Michael Reynolds/Efe
Michael Reynolds/Efe

Obama vai atacar desigualdade social em discurso ao Congresso

Trechos antecipados pela imprensa mostram que o presidente deve ser mais agressivo ao utilizar seus poderes executivos

Cláudia Trevisan, correspondente em Washington,

28 de janeiro de 2014 | 22h04

WASHINGTON - Com um dos mais baixos índices de aprovação de seu governo e diante de eleições legislativas cruciais em novembro, o presidente Barack Obama desenhou seu discurso sobre o Estado da União desta terça-feira, 28, como uma agenda de apelo popular.

O texto defende medidas como a elevação do salário mínimo, a geração de empregos, o fortalecimento da classe média, o apoio à educação pré-escolar e superior e a ampliação de oportunidades numa sociedade marcada pela crescente desigualdade entre ricos e pobres.
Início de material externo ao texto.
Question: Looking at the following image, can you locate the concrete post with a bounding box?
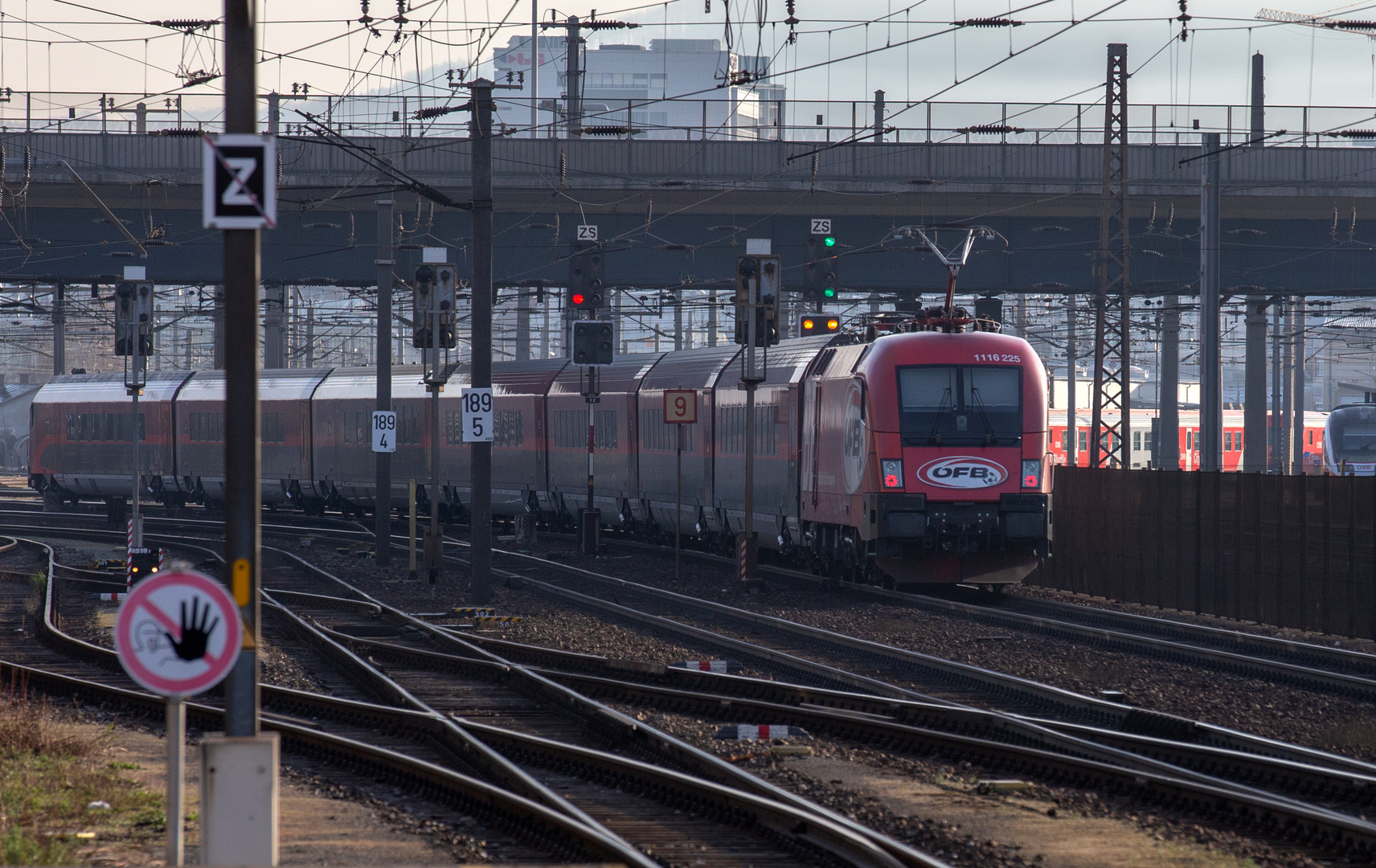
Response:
[1198,132,1223,470]
[1243,296,1266,473]
[1291,296,1308,473]
[514,290,530,362]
Trechos do discurso, antecipados pela mídia americana mostram como Obama pretende pressionar o Congresso citando o problema da desigualdade social. "Nos próximos meses, vamos ver no que mais podemos progredir juntos. Vamos fazer desse um ano de ação. Isso é o que a maioria dos americanos quer - que todos nós nessa Casa (Parlamento) tenhamos como foco suas vidas, suas esperanças, suas aspirações. E o que eu acredito que une o povo dessa nação, independente de ração, região ou partido, se é velho ou novo, rico ou pobre, é a simples, profunda crença na oportunidade para todos - a noção que se você trabalhar duro e assumir suas responsabilidades, você pode ir em frente."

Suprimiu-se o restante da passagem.